- A bilinear form $B: V × V → K$, when the inputs are 2 vectors, has 1 element of their field as output.
- A linear map $L: V → W$, when the input is 1 vector, has 1 vector as output.
I have seen cases of maps that worked as bilinear forms and simultaneously as linear maps, e.g. the metric tensor of rank (0,2); consider the expression $g_{\mu\nu}dx^\mu dx^\nu$:
- As a bilinear form, it takes two vectors as inputs and it outputs 1 field element (e.g. if the inputs are the local position vectors, it outputs the value of the line element);
- As a linear map, it takes only the first vector as an input, and it outputs its dual: $g_{\mu\nu}dx^\mu dx^\nu = dx_\nu dx^\nu$. In this way, the metric tensor working as a linear map is acting as the "dual converter".

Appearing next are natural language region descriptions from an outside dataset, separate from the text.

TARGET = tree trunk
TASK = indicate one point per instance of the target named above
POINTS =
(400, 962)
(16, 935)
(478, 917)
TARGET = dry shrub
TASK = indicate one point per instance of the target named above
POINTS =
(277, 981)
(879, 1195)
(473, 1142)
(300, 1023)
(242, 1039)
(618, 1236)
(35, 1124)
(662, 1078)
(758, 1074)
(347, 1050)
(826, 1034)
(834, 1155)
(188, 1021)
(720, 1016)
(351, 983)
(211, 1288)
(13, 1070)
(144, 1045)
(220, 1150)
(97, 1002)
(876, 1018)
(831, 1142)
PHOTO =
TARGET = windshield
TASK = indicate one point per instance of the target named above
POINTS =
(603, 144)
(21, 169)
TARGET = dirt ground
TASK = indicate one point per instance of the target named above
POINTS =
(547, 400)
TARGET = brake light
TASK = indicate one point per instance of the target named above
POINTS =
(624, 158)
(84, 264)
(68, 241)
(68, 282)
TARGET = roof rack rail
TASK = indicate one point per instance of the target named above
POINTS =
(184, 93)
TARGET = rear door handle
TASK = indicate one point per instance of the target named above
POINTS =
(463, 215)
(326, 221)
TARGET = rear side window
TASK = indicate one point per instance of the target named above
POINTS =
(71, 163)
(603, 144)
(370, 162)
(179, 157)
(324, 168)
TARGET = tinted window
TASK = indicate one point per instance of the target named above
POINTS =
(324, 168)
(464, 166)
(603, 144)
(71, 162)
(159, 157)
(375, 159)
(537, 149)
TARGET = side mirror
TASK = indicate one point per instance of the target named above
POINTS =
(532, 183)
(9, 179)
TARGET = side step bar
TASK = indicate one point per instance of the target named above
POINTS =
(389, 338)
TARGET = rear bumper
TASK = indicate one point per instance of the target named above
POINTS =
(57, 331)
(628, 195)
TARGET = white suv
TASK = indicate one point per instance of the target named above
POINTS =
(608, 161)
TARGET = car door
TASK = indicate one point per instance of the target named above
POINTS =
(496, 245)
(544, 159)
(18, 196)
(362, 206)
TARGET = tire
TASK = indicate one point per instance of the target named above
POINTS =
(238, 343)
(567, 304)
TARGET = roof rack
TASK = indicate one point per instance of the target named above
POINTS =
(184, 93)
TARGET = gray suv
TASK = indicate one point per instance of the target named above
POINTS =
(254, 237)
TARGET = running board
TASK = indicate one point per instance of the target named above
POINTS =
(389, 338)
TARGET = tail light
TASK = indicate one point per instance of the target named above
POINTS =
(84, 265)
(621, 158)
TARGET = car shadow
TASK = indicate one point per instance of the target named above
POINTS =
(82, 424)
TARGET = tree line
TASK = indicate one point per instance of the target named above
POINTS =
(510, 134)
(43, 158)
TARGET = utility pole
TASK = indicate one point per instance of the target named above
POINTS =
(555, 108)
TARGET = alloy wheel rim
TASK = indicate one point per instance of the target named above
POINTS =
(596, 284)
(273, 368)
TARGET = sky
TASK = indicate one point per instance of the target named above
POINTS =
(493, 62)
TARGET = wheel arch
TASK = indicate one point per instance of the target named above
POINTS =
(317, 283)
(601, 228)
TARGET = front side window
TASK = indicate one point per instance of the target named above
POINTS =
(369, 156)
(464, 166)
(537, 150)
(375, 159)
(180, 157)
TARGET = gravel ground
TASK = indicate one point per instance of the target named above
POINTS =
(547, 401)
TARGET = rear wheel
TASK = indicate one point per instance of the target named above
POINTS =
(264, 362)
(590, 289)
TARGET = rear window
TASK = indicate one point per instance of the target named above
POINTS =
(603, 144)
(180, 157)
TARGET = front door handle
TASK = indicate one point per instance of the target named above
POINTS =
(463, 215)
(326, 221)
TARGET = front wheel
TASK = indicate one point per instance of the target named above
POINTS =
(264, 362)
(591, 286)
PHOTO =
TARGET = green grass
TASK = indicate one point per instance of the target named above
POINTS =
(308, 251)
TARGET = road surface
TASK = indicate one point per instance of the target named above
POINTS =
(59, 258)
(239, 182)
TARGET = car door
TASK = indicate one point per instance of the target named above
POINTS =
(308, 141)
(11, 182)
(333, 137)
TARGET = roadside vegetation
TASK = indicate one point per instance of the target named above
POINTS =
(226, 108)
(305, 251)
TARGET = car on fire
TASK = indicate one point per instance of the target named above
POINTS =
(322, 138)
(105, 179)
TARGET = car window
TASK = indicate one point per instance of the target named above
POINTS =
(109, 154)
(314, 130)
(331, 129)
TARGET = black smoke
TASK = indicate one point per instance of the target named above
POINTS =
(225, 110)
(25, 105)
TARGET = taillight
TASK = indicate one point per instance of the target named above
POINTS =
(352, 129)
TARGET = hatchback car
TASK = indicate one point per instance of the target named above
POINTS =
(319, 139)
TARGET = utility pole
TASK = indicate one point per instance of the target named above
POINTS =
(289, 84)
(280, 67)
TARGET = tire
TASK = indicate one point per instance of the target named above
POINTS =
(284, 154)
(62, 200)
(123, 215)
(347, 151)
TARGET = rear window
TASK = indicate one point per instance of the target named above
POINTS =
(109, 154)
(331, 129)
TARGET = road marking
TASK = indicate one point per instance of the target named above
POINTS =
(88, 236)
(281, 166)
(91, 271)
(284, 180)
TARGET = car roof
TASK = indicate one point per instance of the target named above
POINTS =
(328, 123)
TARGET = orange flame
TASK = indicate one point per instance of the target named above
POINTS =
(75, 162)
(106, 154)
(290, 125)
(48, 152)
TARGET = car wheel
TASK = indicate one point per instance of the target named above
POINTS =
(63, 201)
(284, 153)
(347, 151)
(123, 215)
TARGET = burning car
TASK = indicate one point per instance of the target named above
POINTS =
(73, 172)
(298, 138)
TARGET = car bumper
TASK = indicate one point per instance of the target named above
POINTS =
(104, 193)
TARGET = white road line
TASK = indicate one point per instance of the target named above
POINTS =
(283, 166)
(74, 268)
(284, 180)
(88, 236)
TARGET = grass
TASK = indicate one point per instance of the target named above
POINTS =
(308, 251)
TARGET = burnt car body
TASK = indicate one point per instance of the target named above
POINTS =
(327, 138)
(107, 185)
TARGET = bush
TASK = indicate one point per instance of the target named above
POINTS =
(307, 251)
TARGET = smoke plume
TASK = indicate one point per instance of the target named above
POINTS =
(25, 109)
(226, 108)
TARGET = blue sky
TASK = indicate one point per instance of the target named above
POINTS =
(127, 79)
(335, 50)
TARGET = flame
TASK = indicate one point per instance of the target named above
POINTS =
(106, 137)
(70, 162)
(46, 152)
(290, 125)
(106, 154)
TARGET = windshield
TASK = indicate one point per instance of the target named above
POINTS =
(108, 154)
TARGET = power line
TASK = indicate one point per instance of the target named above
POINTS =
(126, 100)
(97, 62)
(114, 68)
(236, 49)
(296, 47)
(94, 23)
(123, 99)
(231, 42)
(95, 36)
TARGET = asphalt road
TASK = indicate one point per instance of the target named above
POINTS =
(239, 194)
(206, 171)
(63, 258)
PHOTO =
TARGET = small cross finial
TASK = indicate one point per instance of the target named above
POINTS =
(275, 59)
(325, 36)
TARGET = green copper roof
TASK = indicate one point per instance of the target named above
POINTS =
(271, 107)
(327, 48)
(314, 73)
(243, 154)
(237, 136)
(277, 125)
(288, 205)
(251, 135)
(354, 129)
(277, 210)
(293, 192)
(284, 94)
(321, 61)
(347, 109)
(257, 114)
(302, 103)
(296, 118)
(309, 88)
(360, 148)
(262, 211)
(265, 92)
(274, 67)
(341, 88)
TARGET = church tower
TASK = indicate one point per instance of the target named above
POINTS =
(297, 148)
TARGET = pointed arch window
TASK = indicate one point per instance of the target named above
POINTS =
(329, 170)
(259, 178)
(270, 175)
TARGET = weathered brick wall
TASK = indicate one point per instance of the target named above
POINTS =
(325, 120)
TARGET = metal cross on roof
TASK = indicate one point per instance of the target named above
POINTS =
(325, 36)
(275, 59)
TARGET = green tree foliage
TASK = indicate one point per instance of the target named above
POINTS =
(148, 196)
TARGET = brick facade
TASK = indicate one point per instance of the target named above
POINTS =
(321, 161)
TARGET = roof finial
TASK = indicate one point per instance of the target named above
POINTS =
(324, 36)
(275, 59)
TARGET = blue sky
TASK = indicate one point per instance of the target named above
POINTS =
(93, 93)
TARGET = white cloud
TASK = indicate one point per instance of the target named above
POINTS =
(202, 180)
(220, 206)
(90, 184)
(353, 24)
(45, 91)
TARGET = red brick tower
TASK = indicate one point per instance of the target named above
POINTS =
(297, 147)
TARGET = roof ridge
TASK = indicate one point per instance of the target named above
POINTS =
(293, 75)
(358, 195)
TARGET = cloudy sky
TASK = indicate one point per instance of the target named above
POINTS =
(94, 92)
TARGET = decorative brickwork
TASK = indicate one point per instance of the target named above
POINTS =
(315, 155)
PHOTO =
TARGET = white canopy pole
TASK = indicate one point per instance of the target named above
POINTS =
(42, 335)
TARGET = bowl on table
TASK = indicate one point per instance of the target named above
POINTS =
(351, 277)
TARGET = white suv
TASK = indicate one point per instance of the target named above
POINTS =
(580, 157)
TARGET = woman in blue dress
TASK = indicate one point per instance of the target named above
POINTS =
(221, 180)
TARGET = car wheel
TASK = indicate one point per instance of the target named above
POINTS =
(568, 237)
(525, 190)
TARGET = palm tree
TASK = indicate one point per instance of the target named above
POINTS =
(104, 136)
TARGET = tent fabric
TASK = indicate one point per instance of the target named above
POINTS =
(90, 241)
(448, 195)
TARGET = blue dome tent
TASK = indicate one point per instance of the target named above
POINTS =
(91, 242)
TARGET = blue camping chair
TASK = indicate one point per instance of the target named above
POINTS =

Note that I am not interested in the reason why the results come out the same in both cases (it's trivial to understand). I am interested in the mechanism and conditions that allow a map to have such double-face.
I would like to know: is it always the case that a bilinear form (2 inputs, 1 output) can be interpreted also as a linear map (1 input, 1 output)? If not, what requirements are there for a bilinear form (2 inputs, 1 output), to work also as a linear map (1 input, 1 output)?
A bilinear map $B\colon U\times V \to W$ gives for every $u\in U$ a linear map $B(u,-)\colon V \to W$. This assignment can be seen as a map $U\to L(V;W)$, $u\mapsto B(u,-)$, which is easily verified to be linear. Similarly, it also gives a linear map $V\to L(U;W)$, $v\mapsto B(-,v)$. So except for linearity there are no additional conditions.
Note that $L(V;K) = V^*$ per definition, so for bilinear forms we indeed get maps to the duals $V^*$ and $U^*$.